La tecnoscienza attraverso la quale si pretedenteva affermare il super-uomo, di fatto, l’ha reso succube delle macchine che progrediscono ad una velocità sempre maggiore senza lasciare spazio di comprensione e finendo col manipolare i ritmi di vita, i gusti e gli interessi quotidiani. È così che molti uomini si stanno progressivamente spegnendo dietro un monitor rinunciando a vivere, perdendo l’entusiasmo per le relazioni e le esperienze prive di mediazione data dalla tecnica.

La tecnoscienza attraverso la quale si pretedenteva affermare il super-uomo, di fatto, l’ha reso succube delle macchine che progrediscono ad una velocità sempre maggiore senza lasciare spazio di comprensione e finendo col manipolare i ritmi di vita, i gusti e gli interessi quotidiani. È così che molti uomini si stanno progressivamente spegnendo dietro un monitor rinunciando a vivere, perdendo l’entusiasmo per le relazioni e le esperienze prive di mediazione data dalla tecnica. Ancora, negli anni ottanta la nostra generazione ha avviato una ricerca di emancipazione dalla religione spingendosi nei meandri della meditazione orientale. Ricordo i percorsi di meditazione intensiva quando dopo dieci giorni di pratica zazen avevamo un elevato senso di quiete e lentezza mentale e tutto questo dava la percezione di una nuova religione, finalmente pacificante e capace di creare comunità umana.

Ben presto ho colto come anche questa fosse un’illusione egocentrata. Il culto di sé e di un perfezionismo privo di relazione autentica, ove finanche i legami potevano essere considerati un minaccioso impedimento. Nel 2017 proprio Gabbiani, in Occidentali’s karma, in modo canzonatorio ha sintetizzato i rischi di quel percorso.

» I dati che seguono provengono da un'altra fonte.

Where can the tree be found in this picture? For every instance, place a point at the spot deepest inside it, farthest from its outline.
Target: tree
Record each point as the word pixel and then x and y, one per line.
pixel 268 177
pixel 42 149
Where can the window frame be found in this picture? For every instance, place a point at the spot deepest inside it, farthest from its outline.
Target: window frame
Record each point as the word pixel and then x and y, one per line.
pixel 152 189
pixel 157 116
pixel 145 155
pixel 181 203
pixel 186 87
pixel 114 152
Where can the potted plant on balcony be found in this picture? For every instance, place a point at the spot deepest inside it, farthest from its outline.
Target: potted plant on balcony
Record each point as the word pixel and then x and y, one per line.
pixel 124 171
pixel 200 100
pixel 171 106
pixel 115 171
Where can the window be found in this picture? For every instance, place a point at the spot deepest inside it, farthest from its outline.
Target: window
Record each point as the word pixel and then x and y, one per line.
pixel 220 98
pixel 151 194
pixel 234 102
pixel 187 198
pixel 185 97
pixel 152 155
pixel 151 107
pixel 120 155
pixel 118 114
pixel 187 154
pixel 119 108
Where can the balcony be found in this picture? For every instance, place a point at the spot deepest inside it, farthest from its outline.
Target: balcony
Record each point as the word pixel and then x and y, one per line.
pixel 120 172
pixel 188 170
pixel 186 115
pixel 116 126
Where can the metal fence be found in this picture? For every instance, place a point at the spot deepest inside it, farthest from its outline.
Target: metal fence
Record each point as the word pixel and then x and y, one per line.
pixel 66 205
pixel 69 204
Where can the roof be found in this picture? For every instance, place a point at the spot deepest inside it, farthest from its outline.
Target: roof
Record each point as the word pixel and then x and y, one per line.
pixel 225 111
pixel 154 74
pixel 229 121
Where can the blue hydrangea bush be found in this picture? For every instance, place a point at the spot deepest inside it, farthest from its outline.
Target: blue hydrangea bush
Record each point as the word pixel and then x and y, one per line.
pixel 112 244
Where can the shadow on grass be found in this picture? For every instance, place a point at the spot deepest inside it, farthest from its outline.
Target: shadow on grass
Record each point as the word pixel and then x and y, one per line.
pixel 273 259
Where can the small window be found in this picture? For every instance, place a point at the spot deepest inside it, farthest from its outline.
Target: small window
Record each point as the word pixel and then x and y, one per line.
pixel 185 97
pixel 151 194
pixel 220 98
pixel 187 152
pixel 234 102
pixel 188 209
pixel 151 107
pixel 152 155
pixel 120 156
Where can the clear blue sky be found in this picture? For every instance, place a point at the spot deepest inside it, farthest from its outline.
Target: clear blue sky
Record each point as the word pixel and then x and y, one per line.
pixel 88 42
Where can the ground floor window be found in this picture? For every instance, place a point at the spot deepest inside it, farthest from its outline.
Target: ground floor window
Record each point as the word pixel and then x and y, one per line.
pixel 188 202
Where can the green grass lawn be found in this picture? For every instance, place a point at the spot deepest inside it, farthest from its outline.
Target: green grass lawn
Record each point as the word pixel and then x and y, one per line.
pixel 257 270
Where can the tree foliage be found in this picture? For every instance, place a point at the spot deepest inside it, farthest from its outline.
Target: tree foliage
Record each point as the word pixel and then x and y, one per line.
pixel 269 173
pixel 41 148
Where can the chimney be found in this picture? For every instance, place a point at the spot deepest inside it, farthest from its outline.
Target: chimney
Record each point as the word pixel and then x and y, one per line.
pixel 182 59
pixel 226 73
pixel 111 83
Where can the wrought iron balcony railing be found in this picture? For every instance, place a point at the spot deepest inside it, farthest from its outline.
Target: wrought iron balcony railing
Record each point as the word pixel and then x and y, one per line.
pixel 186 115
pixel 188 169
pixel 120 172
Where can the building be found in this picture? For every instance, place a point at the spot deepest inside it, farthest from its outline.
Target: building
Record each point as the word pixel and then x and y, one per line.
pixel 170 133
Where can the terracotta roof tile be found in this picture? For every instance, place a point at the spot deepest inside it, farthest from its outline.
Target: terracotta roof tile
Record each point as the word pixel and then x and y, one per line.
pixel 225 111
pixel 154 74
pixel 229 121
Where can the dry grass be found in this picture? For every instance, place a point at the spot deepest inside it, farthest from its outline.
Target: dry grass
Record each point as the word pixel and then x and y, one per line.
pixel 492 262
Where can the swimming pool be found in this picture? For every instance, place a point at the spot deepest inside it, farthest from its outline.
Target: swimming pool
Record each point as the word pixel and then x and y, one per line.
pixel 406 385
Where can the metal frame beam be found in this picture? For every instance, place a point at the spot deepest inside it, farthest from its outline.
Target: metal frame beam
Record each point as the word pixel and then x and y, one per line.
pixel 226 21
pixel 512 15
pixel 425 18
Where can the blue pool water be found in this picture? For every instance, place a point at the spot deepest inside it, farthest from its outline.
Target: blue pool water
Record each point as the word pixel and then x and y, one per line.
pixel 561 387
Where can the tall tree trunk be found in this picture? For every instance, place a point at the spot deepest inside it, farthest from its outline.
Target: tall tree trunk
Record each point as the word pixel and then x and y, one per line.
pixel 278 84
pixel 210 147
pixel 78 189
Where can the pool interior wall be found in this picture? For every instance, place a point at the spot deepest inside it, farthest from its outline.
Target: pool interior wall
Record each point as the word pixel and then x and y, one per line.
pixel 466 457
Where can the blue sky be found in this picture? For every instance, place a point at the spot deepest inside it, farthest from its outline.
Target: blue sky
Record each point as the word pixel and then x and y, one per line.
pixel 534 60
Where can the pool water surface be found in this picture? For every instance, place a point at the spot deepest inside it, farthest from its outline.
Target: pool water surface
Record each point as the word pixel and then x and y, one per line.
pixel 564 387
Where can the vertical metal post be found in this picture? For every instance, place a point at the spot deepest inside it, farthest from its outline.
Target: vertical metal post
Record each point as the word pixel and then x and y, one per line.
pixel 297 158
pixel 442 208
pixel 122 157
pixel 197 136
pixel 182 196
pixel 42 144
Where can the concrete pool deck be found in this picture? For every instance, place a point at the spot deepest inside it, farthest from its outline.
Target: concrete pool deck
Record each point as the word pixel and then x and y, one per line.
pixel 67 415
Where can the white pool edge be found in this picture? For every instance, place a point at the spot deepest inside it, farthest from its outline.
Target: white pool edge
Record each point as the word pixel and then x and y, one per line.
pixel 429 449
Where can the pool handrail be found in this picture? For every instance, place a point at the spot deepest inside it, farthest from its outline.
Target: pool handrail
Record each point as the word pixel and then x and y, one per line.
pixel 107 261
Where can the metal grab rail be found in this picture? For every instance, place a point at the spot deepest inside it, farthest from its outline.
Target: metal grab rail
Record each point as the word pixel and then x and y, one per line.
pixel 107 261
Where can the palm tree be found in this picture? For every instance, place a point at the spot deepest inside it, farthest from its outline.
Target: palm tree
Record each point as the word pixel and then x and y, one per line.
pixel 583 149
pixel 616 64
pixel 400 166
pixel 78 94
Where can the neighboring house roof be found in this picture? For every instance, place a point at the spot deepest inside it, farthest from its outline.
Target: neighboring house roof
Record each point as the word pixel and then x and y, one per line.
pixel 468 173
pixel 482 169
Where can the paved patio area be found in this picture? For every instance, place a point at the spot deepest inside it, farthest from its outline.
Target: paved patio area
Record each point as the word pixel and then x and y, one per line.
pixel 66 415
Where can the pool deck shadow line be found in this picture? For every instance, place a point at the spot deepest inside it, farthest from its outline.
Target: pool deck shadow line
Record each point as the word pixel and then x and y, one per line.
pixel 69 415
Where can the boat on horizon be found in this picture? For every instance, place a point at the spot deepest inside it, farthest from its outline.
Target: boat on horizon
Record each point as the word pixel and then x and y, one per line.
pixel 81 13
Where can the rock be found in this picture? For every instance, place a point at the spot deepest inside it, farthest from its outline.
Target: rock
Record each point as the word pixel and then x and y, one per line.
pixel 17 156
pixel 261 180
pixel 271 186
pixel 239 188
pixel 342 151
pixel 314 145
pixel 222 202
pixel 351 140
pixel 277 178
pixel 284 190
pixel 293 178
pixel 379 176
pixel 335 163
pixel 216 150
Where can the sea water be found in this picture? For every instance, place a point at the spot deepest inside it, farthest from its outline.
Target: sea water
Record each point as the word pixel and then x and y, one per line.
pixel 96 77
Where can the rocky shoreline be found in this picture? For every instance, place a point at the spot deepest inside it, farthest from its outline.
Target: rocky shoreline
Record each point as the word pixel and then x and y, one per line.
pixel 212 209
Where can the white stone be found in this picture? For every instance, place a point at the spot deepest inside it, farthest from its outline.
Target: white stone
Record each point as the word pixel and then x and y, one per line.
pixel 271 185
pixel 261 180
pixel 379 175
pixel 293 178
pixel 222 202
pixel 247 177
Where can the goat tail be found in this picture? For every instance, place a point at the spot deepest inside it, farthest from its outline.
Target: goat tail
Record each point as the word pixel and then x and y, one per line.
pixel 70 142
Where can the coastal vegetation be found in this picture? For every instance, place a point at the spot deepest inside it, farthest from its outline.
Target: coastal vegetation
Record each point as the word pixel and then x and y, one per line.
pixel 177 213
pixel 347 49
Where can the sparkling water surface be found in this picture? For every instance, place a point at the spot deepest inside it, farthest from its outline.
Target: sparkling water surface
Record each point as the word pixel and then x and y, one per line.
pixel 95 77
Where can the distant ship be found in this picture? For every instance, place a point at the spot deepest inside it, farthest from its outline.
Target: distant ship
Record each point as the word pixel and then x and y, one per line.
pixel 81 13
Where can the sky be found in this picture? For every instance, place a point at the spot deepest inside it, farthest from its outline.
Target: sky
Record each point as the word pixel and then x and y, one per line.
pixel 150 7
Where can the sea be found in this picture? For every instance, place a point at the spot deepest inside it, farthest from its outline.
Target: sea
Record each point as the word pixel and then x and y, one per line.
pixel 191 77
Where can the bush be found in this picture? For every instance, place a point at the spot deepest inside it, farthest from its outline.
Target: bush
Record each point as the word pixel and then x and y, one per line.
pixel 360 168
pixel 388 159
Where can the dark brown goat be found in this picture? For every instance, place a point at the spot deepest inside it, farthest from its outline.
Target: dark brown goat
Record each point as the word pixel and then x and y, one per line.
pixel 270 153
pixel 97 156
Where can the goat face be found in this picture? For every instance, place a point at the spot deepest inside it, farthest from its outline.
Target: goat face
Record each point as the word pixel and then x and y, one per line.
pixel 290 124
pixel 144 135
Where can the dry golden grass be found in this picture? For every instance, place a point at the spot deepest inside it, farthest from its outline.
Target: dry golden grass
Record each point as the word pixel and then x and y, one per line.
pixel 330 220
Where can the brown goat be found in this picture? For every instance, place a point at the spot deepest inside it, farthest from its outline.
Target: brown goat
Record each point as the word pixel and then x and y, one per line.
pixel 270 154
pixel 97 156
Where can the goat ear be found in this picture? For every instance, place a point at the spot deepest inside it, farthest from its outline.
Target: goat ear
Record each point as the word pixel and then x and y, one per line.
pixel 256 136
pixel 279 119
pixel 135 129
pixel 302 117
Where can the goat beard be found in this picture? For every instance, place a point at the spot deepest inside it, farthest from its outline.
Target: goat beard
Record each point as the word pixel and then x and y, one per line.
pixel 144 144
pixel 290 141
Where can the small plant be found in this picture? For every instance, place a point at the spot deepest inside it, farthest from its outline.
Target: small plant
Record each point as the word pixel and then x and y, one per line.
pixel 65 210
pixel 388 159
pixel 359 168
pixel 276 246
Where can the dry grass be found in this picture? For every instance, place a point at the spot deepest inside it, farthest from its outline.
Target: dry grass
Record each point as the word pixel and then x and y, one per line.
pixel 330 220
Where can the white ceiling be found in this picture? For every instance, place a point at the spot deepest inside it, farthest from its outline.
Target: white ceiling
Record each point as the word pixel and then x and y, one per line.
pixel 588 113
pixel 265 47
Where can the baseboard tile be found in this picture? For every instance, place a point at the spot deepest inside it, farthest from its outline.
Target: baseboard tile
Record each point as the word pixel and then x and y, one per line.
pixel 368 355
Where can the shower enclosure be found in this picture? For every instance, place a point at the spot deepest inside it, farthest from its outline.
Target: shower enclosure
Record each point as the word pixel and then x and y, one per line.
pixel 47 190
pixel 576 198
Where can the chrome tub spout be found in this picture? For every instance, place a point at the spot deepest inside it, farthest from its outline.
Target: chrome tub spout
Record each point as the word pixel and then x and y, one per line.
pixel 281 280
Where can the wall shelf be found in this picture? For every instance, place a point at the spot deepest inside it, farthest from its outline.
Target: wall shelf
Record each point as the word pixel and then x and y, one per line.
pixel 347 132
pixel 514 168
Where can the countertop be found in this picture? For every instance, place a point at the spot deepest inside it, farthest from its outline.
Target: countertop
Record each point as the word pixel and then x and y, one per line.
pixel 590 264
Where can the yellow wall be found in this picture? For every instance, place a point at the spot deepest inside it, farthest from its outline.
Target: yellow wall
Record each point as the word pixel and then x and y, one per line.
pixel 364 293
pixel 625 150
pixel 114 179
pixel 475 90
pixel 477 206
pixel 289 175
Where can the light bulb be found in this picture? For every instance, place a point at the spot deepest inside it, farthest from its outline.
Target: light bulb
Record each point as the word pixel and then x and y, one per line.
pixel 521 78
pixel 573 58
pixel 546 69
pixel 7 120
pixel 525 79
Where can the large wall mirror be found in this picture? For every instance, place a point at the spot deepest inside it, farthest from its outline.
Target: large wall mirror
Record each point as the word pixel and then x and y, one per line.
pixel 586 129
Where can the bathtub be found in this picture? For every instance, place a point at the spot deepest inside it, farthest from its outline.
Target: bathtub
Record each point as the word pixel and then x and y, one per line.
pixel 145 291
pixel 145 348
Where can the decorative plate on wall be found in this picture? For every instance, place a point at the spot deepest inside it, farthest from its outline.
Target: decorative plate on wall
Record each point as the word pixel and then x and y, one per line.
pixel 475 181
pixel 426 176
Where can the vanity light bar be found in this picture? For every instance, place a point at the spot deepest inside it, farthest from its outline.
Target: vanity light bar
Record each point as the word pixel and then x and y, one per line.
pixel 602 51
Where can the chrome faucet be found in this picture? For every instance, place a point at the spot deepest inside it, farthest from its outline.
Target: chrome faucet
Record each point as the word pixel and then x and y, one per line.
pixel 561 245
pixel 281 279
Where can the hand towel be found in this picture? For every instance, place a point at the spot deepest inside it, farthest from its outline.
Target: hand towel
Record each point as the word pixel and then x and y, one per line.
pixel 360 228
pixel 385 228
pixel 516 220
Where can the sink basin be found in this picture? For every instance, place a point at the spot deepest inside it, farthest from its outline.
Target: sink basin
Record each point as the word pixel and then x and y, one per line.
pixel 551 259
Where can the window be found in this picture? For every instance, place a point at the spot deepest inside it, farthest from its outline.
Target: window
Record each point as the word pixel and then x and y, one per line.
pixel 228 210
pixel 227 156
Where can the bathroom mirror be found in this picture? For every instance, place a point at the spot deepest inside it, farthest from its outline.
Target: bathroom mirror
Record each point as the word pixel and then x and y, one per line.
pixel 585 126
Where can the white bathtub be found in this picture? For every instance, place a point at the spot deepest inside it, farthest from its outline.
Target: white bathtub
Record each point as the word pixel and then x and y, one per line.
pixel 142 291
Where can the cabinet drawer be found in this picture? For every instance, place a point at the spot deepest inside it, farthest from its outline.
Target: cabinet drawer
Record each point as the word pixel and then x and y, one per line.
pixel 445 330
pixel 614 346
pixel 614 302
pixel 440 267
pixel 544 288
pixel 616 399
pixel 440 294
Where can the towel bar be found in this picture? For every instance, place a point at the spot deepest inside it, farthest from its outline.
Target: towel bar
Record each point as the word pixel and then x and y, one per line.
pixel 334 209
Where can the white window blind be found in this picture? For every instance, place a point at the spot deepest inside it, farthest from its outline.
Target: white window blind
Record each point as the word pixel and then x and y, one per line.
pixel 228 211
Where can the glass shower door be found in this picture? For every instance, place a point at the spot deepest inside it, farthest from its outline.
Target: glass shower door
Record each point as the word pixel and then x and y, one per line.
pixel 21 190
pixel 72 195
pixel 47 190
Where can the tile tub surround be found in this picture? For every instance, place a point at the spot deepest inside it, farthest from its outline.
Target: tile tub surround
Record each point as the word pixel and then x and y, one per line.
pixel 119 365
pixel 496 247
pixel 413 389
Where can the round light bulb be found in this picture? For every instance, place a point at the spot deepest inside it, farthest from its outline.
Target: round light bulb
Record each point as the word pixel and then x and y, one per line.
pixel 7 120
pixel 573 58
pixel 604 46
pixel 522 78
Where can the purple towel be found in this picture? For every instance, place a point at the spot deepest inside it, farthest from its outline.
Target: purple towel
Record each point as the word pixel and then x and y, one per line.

La fede cristiana è ben altra cosa, non è affatto ricerca di quietismo o affermazione di sé, non è riposo dei sensi e né emancipazione individualistica, è piuttosto relazione di fiducia in cui non viene meno il dubbio ed è richiesta la scelta quotidiana.
Il Vangelo (Mc 7, 1-23) di questa domenica mostra uno scontro proprio su questo fronte. Gesù trova la mormorazione di scribi e farisei a motivo della sua relazione col Padre e con l’uomo. Scardina, cioè, la logica causale che vedeva il fare in funzione della ricompensa. Traducibile in un assioma del tipo: eseguo una pratica religiosa e perciò sono giusto!
Ed è pertanto che i religiosi di ogni tempo si ergono al di sopra degli altri credendo di stare dalla parte di Dio e perciò avere autorità e potere sull’altro. È una devianza, questa, che vorrebbe piegare Dio dalla propria parte ed avere il suo potere di giudizio e, altro frainteso, di esclusione del peccatore.

Scandalizza l’uomo religioso del tempo il fatto che i discepoli di Gesù non facessero abluzioni. Rintracciamo in questa “inosservanza” un messaggio assai prezioso: non è tanto l’esteriorità a dire della propria fede ma l’interiorità, cioè il rapporto intimo che si nutre con Dio.
La questione è complessa proprio perchè intimità equivale a lasciarsi guardare fino in fondo, con i propri limiti e fragilità. Due persone non riescono ad essere intime, anche se si dichiarano amore, fino a quando l’una non sarà capace di mostrare fiduciosamente il proprio limite all’altro.
Il credente si lascia visitare dalla misericordia di Dio, non pretende di bastare a se stesso o, altrimenti, di dimostare la sua perfezione. Offre la sua vita perchè sa che da solo non ha dove andare, sa che l’individualismo sarebbe mortifero e pertanto si apre alla relazione con l’Altissimo.
Dio si china sulla creatura e consegna la sua vita, entra in relazione intima ed è questo il dialogo della fede.
È perciò che nell’esperienza cristiana diventa centrale il banchetto eucaristico di ogni domenica, luogo di consegna e di accoglienza, dove la precarietà dell’uomo viene accolta e trasformata, restituita nella “precarietà” del Pane eucaristico che dona forza e comunione nel cammino. Comprendiamo, allora, perchè non può esserci cristianesimo senza accoglienza del prossimo, senza riconoscimento della sacralità della vita di ognuno.

Certo la fede è caratterizzata dal dubbio, altrimenti sarebbe certezza senza più ricerca. L’umanità rimane fragile ma capace di Dio. La vita diventa cammino rivolto alla meta di cui ciascuno già porta il gusto.